Mint picked up a platter. "Here is squab salad, Pig. It's a specialty here, or so we like to think. May I give you some?"
"Thank yer kin'ly."
She heaped his plate. "You're the most reticent of our guests. You've hardly spoken a word since you came, so it is my duty as hostess to draw you out."
"Pig talk!"
"Thank you, Oreb. Hound, you're not eating. Give him some of that salmon and caper mixture, dear, before Honeysuckle brings in the hot meats.
"Now you must help me, Pig. I'm not very good at this, so you have to pretend that I've very cleverly made you relax and babble like a brook."
"Nae sae guid meself, mistress."
"He's a difficult case," Mint told her husband. "These overgrown boys are often like that. It's hard to get them to contribute in class, but one must persevere."

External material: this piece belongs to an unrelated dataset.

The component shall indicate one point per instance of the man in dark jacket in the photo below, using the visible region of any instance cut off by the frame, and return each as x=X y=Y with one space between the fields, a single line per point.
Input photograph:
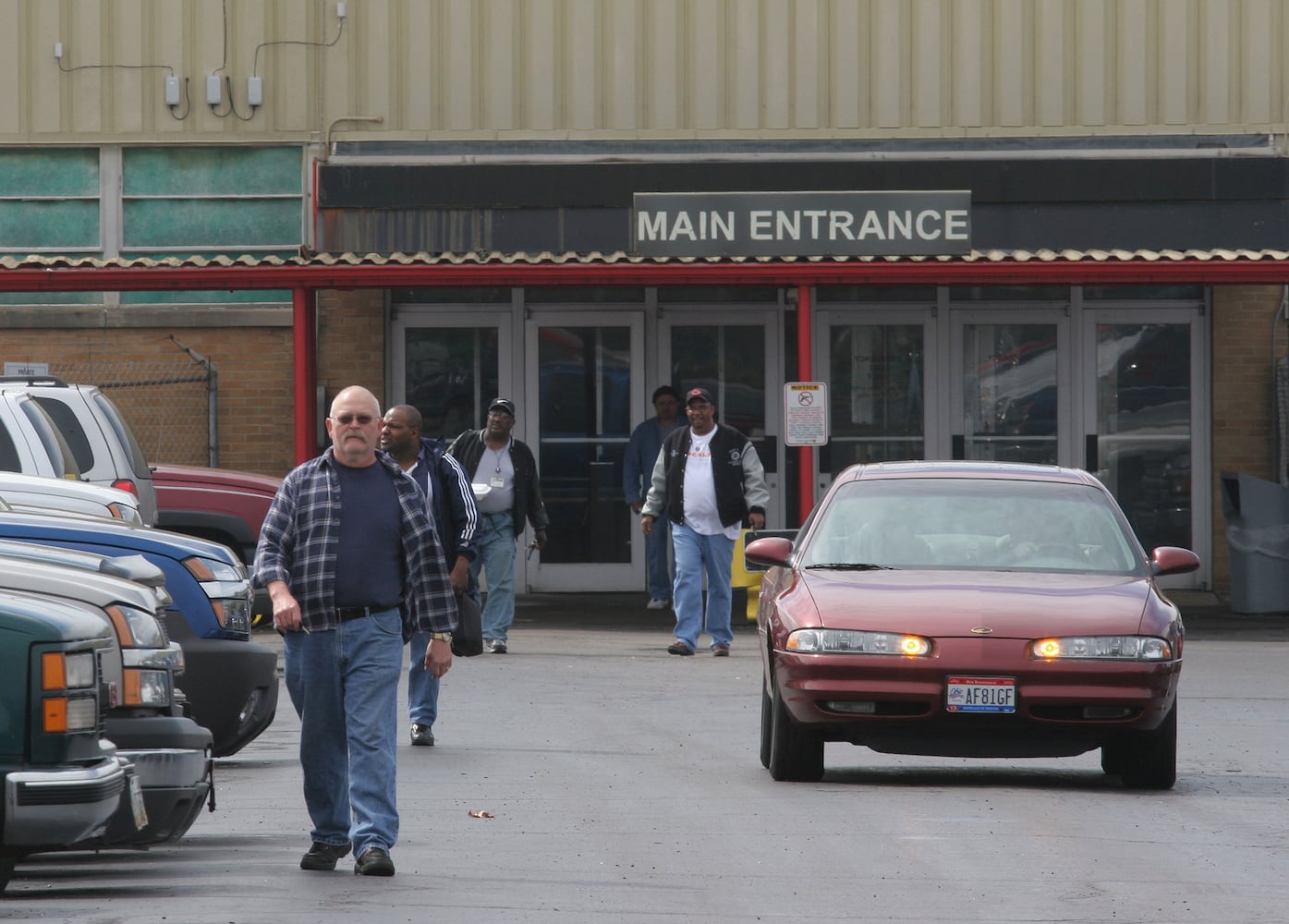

"Let me try. Pig, I know why Horn came to see me this morning. He wants Calde Silk, and thinks I can give him to him. I take it you're a friend of his. Of Horn's, I mean."
"Aye."
"Did you come with him simply to provide moral support? Or do you have some request of your own?"
"Me een."
Bison looked back to his wife; and Hound said hurriedly, "This is my fault, Calde. I told him I thought there might be a doctor here who could help him."
Pig coughed, a self-conscious little sound that might have proceeded from an unusually mannerly mountain. "There's nae. Yer neednae say h'it. Auld Pig knows h'it."
"Then I won't, and for all I know there may be someone here who can help you. I'll make inquiries."
"Nae. Save yer pother. Yer guid wife would nae be crouchy an' sae guid a leech yer ha'." Although Pig's shaggy head did not turn, his hand brushed Mint's arm with claw-tipped fingers nearly as thick as that arm itself. "Yer sees an' Pig walks. 'Tis ther better part. A ghaist told me ter stick wi' bucky ter get me cen back. If auld Pig's ter see, yer might skelp yet."